Soon after his death tragedy struck the family when Clement their fifth son died in the Boer War in 1900. Then in 1903 Ralph their eldest son died and in the following year James their second eldest son also died. He was in command of the Coastguard Division at Shetland when he was drowned in Lake Girlsta while on a shooting trip. These deaths may have influenced Anna Jane who was now managing the Braunstone estate to hand ownership in 1904 to her son Richard Norman Pochin.

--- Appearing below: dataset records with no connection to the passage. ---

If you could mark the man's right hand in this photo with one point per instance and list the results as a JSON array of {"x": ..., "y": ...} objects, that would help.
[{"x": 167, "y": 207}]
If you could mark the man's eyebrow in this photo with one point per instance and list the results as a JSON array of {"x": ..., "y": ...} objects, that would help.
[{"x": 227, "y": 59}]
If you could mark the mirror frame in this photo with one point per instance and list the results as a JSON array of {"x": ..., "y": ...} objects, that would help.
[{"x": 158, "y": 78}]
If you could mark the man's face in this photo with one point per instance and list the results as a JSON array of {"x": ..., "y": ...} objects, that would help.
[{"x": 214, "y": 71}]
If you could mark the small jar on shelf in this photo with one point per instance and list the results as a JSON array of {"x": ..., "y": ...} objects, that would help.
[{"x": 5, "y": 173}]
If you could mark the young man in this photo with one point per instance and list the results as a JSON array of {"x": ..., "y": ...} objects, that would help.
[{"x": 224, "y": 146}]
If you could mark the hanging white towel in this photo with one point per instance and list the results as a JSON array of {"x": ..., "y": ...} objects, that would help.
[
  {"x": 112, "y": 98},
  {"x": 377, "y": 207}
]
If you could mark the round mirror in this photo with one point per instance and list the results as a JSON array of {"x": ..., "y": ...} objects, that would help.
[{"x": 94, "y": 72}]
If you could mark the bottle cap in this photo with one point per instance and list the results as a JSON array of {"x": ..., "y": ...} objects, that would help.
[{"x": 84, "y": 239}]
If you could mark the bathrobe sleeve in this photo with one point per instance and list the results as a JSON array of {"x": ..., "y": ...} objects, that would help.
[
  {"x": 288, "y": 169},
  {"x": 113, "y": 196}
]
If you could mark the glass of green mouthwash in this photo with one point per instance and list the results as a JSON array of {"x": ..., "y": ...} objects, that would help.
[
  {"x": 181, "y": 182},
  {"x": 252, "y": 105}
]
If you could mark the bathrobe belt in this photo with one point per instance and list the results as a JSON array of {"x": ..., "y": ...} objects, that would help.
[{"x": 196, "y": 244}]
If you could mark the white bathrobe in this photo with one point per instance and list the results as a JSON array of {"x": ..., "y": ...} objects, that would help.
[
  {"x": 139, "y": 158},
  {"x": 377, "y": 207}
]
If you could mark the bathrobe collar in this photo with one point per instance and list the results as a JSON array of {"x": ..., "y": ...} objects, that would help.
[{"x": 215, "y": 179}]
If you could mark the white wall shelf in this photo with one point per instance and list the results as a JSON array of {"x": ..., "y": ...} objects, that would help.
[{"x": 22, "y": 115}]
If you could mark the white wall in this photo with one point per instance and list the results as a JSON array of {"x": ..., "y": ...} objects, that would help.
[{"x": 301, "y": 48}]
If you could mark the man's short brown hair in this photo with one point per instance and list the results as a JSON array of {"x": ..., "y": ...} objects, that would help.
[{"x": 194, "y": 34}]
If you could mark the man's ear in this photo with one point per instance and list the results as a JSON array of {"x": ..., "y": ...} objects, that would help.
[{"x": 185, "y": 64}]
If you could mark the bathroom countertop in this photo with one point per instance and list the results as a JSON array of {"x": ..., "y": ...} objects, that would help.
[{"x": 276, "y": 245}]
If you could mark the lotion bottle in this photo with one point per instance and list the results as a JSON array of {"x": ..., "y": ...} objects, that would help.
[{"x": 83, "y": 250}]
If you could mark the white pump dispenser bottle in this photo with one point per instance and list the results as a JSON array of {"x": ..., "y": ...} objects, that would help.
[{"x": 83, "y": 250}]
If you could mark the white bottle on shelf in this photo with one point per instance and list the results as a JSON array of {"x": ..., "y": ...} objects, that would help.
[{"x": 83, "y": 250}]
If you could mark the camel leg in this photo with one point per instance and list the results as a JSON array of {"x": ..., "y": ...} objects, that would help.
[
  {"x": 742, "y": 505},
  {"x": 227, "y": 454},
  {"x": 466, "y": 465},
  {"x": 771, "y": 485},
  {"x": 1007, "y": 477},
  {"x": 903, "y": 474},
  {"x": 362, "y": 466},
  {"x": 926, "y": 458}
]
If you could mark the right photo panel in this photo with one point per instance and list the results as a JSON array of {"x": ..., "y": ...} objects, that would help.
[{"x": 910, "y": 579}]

Richard Norman Pochin (1864-1954) changed his name to Winstanley when he became the owner of the property. Richard had been through the Royal Military College, Sandhurst and had graduated in 1885 to become Lieutenant in the East Surrey Regiment. In 1904 when he was asked to become owner of the house he was a captain of this regiment and unmarried. It is doubtful if he expected to become a landed proprietor as he was the third son. He retired from the military and took over from his mother. In 1907 at the age of 43 he married Kathleen Rachel Dubois-Phillips (1887-1962) who was 23 years his junior. She was the daughter of Captain Dubois-Phillips of Moor House, Great Crosby. The couple had six children – two sons and four daughters. In 1911 Richard extended the south side of the Hall by adding a wing with toilets and bathrooms. The initials R & K can be seen in decorative brickwork. In the same year he placed Kirby Muxloe Castle under the guardianship of the Ministry of Works, and it is now managed by English Heritage.

In 1925 the Leicester Corporation compulsorily purchased his land in Braunstone for housing. The family moved to Rownhams House near Southampton where Richard lived for the rest of his life.